With a strong musical background, I gained music scholarships, improving my opportunities far beyond my parents’ financial means, culminating in acceptance to Harvard. For me, musical training became the answer to accessing opportunity and moving closer to the American Dream.

The reality for many, however, is that the dream is out-of-reach. Each day, 7,000 students drop out of high school and an education gap has led to a glaring skills gap. According to Opportunity Nation Steering Committee Member America’s Promise Alliance, American businesses currently demand 97 million middle- and high-skill employees – but only 45 million Americans have the necessary skills to do the work.

My story is a success, but it need not be the exception. Music, one type of vocational training, has shown me how often doors open because of all a solid skill-set. I became an Opportunity Nation Scholar because my experience has given me insight into the problems with education systems, potential solutions for which to advocate and a drive to make success stories like mine the rule.

The current youth unemployment crisis cannot be resolved merely by improving traditional education. Across the world, governments and private organizations are increasingly looking toward career and technical education and a better integration of the classroom into the workplace as the means of bridging the gap between inadequate schooling and good jobs. I, for one, can speak of the benefits that arise from on-the-job training, having used music to escape the limitations of a lackluster education.

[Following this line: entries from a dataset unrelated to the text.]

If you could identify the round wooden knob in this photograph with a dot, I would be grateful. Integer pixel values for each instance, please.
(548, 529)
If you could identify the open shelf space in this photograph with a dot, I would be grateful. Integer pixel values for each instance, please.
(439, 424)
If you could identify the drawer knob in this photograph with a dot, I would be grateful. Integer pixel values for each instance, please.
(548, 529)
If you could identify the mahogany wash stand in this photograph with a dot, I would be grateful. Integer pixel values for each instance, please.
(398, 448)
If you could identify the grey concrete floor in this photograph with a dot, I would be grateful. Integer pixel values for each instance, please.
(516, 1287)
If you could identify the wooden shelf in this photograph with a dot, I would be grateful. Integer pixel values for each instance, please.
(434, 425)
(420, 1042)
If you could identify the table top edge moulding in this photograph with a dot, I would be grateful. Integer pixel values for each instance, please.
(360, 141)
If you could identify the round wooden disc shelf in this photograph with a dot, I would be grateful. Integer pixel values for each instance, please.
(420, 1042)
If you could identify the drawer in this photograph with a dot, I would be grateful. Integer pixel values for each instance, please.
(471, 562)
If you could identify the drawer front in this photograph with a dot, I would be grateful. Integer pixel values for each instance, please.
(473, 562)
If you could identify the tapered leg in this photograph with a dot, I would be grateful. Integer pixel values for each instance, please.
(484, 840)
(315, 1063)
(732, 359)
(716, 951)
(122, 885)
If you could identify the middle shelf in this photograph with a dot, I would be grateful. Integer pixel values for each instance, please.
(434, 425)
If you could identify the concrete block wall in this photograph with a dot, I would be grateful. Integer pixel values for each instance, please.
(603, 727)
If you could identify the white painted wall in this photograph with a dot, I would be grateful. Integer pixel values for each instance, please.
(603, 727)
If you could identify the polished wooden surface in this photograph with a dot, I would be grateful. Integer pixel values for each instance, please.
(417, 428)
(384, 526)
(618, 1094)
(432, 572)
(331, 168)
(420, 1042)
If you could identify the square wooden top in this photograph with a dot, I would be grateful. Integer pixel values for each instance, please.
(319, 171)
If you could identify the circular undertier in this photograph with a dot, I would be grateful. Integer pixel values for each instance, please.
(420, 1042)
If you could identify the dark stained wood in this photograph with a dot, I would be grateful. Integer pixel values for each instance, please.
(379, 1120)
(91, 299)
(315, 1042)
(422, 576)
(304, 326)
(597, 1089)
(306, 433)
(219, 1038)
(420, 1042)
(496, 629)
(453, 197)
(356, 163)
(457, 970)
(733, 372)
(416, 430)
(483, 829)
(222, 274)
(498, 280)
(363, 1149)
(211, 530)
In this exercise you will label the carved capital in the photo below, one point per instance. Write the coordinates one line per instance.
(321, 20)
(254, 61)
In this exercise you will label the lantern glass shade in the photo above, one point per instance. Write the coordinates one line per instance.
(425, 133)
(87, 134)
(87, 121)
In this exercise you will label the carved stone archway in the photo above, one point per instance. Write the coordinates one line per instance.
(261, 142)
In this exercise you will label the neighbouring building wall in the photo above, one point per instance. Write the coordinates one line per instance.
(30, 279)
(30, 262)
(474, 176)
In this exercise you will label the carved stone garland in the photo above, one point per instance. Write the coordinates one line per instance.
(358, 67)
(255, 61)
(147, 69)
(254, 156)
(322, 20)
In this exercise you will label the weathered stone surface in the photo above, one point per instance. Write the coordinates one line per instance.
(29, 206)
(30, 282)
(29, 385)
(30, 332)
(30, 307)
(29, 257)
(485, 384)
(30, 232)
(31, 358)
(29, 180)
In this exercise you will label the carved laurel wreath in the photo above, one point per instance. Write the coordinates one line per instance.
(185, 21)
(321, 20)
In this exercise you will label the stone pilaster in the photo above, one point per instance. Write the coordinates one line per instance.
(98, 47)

Many of the skills required by companies are not easily suited to traditional methods of teaching. Effective professors have had to find innovative approaches. CS51, an introductory course in computer science at Harvard, almost exclusively uses code examples to teach students how to write their own programs. Students are then given weekly problem sets, such as creating a search-engine, a sound-file converter or a programmatic calculator. These are all real-world problems that could be tackled in a work environment that is better suited to teamwork and integrated learning out of the way of the high-pressured, competitive classrooms of America’s universities. In other words, we learn these skills in an environment that is conducive to a different kind of learning from that of the traditional classroom.

Don’t get me wrong. There is still a place for traditional education. But everybody may not choose it. The goal of a dynamic education system should be to allow everyone to thrive and to realise his or her full potential. Allowing young adults the option between traditional liberal arts education and career and vocational training gives students an opportunity to find the fit that’s right for them.

So let’s reform the way we think about education and invest in on-the-job training and multiple pathways to secure good jobs, as outlined in Opportunity Nation’s Shared Plan. Let’s create apprenticeships and bridge the gap between school and work. Let’s urge employers to provide that training, through subsidies, legislation and advocacy. Let’s all do our part to create an environment that will allow companies to better match unemployed youth to jobs, and in the process, create a healthier and more sustainable society that will once again, make the American Dream a reality for more young adults.


Christian Haigh

Christian Haigh is a sophomore at Harvard University and an Opportunity Scholar.